Are they still able to collect money from the uninformed, not everyone will browse the internet and come across sites like this with stories about how it is fraud, if they are making a few million from sending out demands then the bad publicity is irrelevant to them, I would say that Steele needs to be investigated much more and any funds from demand letters returned in full, even if it means seizing all his assets, like they did with Kim Dotcom.

Josh in CharlotteNC (profile) says:

Re: Re: Re: So out of curiousity

If I got a letter from them, and had no knowledge of what they said I was downloading, I don’t think I would ignore it.

I’d respond with a letter that indicated a Google search indicated numerous references to how their operation was a scam or illegally practicing law. Thus, I would demand more information on their organization to verify their accusation. I would also demand information on how they had identified me, as their method would seem to be significantly flawed – without more information I would be unable to provide a reasonable explanation of why it was flawed and had mistakenly identified me. And I would keep records of the communication, telling them so, and that I was prepared to retain legal counsel if necessary.

Again – I am not a lawyer, so this is not legal advice. If that wouldn’t scare them off, then nothing would and you should start thinking about a decision to settle or to defend yourself in court.

Trails (profile) says:

Re: So out of curiousity

Baiting them (e.g. sending them a letter telling them they’re full of shit) is probably not a good idea. In fact be extremely cautious in any communications with them. Phonecalls etc… are probably recorded and they will use Sneaky Lawyer Tricks?? to try to trap you, or get you to reveal assets/more personal details/more info on your internet activities. Do not believe them if they tell you they know certain things (e.g. “We can see from your traffic history you do a great deal of downloading.”) This is essentially cold reading. has a good FAQ for people threatened with copyright infringement suits. Suggest you start there.

sophisticatedjanedoe says:

Re: Re: So out of curiousity

While I 100% agree with what you are saying (don’t poke a mad dog), I don’t think they record phone conversations: too risky. In many states (“Two-party” states, which means the consent of both parties is needed to record) recording w/o consent is a serious, potentially criminal offense. Even if they can get away with it, I’m sure such recordings are not admissible in the court.

That Anonymous Coward (profile) says:

So out of curiousity

Steele will make it his mission to crush you under his heel if you put up a fight in this manner.
He will waste all kinds of money running up your bill and blood pressure.
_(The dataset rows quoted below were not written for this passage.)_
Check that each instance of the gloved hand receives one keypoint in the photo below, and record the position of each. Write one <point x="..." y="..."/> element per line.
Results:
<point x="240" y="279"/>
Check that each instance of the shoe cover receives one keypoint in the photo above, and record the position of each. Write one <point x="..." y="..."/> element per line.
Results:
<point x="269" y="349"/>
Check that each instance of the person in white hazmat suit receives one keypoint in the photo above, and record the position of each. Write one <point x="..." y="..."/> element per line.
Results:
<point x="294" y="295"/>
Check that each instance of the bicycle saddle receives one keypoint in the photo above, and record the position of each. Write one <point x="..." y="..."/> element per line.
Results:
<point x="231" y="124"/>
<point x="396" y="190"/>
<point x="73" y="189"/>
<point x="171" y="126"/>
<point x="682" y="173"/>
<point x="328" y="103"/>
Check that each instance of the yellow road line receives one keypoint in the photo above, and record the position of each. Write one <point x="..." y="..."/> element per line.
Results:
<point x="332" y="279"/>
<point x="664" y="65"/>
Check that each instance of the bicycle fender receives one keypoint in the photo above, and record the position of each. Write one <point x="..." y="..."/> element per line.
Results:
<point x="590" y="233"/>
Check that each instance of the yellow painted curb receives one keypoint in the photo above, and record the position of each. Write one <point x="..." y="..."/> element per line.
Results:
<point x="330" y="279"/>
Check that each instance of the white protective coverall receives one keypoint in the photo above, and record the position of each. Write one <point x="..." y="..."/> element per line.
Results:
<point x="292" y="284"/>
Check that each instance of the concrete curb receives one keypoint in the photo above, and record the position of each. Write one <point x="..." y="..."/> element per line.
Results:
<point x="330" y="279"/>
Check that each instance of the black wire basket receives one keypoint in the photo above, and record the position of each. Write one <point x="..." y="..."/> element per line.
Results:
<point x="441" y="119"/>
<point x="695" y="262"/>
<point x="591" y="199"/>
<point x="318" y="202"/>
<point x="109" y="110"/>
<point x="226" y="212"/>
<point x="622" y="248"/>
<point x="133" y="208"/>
How one gets a scare letter without the notice from the ISP first is worrisome. Most courts have required the ISP to send notice when they allow the early discovery.

The best defense would be seeing if the reference case is listed on or

Pretenda via its tax shell companies currently has cases in court where they have no right to bring any action. Sloppy sham copyright transfers are sloppy.
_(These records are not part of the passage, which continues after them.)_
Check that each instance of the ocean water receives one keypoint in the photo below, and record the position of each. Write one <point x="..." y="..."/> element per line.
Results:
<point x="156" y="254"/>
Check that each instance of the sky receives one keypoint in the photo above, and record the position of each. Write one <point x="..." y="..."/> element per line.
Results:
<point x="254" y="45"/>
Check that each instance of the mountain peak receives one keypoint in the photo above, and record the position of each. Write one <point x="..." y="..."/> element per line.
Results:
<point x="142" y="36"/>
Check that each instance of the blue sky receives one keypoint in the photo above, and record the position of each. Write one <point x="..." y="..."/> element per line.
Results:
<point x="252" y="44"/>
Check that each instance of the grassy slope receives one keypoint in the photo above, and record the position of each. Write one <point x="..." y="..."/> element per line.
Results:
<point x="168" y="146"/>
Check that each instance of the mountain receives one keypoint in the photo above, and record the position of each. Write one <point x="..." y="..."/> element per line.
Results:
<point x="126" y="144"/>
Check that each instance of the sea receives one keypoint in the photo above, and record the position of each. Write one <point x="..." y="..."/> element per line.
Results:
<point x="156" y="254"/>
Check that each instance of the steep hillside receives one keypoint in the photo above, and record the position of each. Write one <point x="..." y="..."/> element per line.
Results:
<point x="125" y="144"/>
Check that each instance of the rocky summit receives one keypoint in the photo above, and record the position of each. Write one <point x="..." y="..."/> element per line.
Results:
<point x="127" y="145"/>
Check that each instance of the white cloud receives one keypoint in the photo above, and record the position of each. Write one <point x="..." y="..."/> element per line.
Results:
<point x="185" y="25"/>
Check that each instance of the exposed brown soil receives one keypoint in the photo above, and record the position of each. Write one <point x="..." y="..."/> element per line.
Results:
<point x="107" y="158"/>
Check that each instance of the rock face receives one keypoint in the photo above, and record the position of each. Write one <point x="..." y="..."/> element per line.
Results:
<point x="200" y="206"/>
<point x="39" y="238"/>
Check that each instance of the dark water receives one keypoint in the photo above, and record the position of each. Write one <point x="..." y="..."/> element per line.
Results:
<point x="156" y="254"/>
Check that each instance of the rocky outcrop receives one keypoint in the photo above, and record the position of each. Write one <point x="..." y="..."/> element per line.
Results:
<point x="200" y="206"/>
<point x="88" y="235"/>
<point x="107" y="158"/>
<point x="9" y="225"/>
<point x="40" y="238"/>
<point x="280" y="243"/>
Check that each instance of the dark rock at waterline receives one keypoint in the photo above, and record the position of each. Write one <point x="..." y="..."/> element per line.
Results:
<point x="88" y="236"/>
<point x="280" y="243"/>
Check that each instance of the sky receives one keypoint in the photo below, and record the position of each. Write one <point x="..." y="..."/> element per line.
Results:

The best response is to get educated about the case.

If the paperwork is issued by a court, you should consider a lawyer to prepare an answer… never ignore the court.
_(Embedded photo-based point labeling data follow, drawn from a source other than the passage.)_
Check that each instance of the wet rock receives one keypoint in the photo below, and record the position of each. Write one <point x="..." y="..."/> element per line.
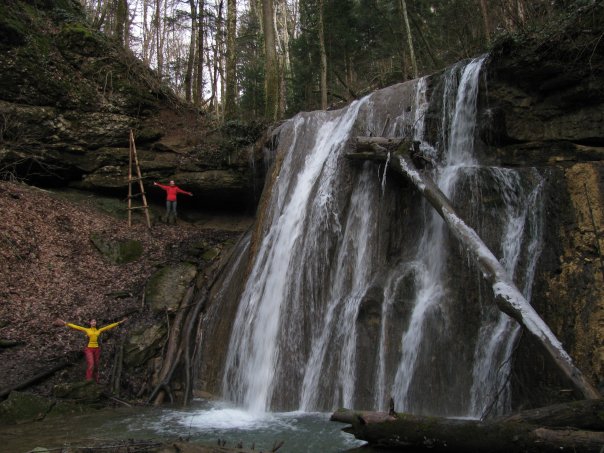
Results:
<point x="22" y="407"/>
<point x="168" y="286"/>
<point x="143" y="344"/>
<point x="83" y="391"/>
<point x="118" y="251"/>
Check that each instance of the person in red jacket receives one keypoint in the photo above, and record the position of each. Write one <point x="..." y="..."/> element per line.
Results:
<point x="171" y="192"/>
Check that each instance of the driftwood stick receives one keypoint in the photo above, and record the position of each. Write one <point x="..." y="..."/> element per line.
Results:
<point x="508" y="297"/>
<point x="522" y="432"/>
<point x="34" y="379"/>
If it is just a scare letter, educate yourself about the case and prepare for Pretenda to robodial you at all times of the day or night making threats about taking you to court unless you pay now.

I’m not a lawyer, I don’t play one on TV, this is not legal advice. I do however have MUCH experience with copyright trolls and their methods. I must be good SJD lets me post stuff. 😀

John Fenderson (profile) says:

So out of curiousity

I would do all that if I were actually facing some kind of legal action. Threat letters aren’t legal action. Companies use them all the time to try and scare people into responding — hopefully just settling, but any kind of response can be valuable. Remember, never volunteer any information of any kind to an attorney you aren’t paying.

So if it’s just a threat letter, I’d ignore it. Odds are excellent that nothing more would come of it — but if I made a big stink for them, they might be inclined to pay special attention to me.